I knew my life was anything but spiritual... my prayer life consisted of threats made to God and my devotional life was practically non-existent... but i glossed my cynicism and doubts over with all the right words and spiritual lingo. i grew up in the church and certainly knew how to speak "church"... but it was my heart i was worried about. i remember nights before my trip when i would cry out to God, pleading for a soft heart, a willingness to be broken. i didn't want to fail, i didn't want my selfishness to get in the way of what God might do, and how God might work.
Fast forward. Yesterday, memories of Bulgaria flooded back to me. i dug around my closet and drug out pictures and pictures of faces.. Experiences.. miracles. i felt my heart breaking all over again as i remembered the voices and laughter and smells of the orphanage. the deep despair which was as heavy as lead in every room we entered... but was soon replaced with laughter and joy as we exited two weeks later.

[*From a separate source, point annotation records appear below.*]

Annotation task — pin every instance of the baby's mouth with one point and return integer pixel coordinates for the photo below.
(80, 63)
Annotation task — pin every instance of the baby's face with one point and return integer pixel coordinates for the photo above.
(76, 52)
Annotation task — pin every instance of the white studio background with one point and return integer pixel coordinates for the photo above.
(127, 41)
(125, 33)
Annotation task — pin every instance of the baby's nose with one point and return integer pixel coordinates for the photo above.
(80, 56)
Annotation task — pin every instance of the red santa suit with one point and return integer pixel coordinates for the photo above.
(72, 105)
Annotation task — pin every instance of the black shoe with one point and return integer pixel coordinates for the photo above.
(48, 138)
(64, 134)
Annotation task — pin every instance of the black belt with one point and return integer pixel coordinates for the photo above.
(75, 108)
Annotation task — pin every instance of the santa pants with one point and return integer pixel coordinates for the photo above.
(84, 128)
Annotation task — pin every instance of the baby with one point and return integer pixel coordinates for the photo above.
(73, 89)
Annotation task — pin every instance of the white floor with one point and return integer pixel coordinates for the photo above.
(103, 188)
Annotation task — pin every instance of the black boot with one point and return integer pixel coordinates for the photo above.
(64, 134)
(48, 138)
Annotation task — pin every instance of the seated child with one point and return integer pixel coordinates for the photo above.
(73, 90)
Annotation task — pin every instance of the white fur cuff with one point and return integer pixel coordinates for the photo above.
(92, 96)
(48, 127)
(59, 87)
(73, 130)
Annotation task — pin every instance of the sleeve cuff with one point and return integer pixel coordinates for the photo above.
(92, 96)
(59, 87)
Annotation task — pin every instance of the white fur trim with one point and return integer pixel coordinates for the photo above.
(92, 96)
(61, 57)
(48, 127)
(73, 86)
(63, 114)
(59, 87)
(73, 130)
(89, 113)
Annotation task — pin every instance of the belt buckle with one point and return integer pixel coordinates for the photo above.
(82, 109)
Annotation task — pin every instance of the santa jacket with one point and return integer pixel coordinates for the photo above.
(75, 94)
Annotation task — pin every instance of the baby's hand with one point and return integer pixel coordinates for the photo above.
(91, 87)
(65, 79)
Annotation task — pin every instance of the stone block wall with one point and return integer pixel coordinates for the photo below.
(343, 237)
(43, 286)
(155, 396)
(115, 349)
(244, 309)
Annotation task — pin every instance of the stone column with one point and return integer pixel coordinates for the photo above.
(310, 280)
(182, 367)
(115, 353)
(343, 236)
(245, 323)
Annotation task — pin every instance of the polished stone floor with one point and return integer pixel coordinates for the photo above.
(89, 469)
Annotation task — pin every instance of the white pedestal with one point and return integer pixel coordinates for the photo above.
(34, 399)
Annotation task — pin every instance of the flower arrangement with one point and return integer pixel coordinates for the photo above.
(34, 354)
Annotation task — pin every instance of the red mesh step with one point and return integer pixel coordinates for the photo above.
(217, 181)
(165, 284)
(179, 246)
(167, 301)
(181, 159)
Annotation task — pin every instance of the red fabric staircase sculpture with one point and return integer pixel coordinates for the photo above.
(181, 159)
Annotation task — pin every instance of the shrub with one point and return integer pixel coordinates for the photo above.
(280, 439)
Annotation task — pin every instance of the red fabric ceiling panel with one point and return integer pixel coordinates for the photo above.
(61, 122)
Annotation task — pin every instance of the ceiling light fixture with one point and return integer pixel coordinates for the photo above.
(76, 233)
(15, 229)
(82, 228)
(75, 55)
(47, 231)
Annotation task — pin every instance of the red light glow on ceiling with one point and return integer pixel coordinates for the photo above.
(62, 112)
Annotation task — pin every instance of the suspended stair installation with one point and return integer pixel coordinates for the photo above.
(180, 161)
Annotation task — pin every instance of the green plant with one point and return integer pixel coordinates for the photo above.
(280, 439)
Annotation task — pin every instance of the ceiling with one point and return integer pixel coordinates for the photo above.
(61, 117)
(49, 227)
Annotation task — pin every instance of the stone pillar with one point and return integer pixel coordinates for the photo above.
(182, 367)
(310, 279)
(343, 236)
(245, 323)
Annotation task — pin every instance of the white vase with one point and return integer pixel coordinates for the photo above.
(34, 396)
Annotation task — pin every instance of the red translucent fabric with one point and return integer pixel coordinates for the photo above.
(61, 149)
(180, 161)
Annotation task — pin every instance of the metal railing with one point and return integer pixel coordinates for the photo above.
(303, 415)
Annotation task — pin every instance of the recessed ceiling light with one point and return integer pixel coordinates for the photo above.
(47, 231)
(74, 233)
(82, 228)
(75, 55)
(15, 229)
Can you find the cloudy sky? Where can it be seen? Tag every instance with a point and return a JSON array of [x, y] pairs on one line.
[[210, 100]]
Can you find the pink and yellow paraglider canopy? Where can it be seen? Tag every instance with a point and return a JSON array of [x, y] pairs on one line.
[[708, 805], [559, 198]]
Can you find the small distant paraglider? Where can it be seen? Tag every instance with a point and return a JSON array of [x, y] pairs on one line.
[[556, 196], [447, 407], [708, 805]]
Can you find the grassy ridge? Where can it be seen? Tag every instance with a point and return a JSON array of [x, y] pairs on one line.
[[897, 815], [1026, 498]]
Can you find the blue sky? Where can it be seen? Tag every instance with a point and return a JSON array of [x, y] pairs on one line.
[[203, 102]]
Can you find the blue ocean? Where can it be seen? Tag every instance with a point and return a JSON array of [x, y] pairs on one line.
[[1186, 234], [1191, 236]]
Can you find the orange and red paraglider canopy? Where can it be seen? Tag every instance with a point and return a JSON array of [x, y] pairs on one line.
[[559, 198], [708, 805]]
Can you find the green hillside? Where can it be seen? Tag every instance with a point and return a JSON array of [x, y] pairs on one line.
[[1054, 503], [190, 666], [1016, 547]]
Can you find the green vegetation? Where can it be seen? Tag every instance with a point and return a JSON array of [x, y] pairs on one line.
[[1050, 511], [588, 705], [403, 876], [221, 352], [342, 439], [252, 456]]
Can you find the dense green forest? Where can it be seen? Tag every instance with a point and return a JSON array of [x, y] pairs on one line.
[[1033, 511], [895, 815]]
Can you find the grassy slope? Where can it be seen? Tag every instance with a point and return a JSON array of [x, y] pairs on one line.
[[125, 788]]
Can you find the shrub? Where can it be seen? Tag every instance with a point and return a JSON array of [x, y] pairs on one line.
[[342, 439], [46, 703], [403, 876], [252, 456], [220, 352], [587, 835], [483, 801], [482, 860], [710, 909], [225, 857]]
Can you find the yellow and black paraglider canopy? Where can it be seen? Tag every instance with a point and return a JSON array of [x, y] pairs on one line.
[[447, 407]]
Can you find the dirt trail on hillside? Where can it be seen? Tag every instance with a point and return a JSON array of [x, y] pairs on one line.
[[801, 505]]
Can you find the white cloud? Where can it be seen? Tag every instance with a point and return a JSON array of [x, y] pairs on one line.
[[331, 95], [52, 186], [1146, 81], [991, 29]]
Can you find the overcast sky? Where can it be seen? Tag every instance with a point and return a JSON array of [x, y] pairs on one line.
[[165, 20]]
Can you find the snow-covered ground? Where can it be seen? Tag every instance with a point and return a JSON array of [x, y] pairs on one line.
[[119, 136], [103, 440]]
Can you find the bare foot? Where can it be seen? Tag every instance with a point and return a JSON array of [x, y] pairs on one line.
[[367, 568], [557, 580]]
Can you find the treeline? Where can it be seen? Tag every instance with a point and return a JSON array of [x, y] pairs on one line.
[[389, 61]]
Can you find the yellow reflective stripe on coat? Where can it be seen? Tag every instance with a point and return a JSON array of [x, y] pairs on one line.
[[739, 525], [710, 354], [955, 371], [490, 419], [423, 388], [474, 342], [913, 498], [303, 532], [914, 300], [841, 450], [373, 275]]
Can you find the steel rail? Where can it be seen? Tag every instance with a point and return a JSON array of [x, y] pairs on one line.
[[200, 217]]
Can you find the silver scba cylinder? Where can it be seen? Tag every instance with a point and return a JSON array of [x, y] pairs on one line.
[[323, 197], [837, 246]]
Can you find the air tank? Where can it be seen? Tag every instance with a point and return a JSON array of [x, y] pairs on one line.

It's ironic to me that the hardest year of my life could be followed by the hardest lesson of my life, but i guess it shouldn't be ironic. My trip to Bulgaria did not heal the brokenness and despair in my heart, it did not make my life any less confusing, it did not change my circumstances. It did, however take me to a place far outside of myself... it broke me even more, so much so, that for once God could seep into my heart a little. i struggled, i wept, i ached but this time i wasn't doing this for myself... i was seeing that my world is so much bigger than me. I stood face to face with the ugliest of conditions of life and i sat down in the urine. I held a man my own age in my arms... because he was no bigger than my 10 year old brother. i saw suffering and i saw joy amist the suffering. And i saw myself selfish and prideful being used despite my selfishness and pride.
The point of taking a missions trip is to give something away.. to give your time and money and expertise in order to help a group of people... to allow God to work through you and hopefully he will graciously allow the efforts of the team to have some kind of impact. But, it is an incredibly humbling experience walking away from the trip feeling as though you have received more than you gave... feeling like the lessons you learned, the people you came in contact with, the gentle words that were spoken to you had deeper meaning and changed your heart more than you could ever have imagined.
Bulgaria taught me to open my eyes. When i came home my situation in life was the same as when i'd left, but my outlook was enormously altered. i could see, i could feel, i could move around outside of who i was. I wish i could say that my selfishness ceased, but that would be a lie. Months later i morphed back into the old me. I grabbed hold of my cynicism again and sank back into the same old sins and selfishness. But, there are amazing moments in my life when i drift back to the orphanage and i remember the children and the lessons they taught me and the hugs they gave me and the tears we cried together and i breathe and thank God that i can open my eyes.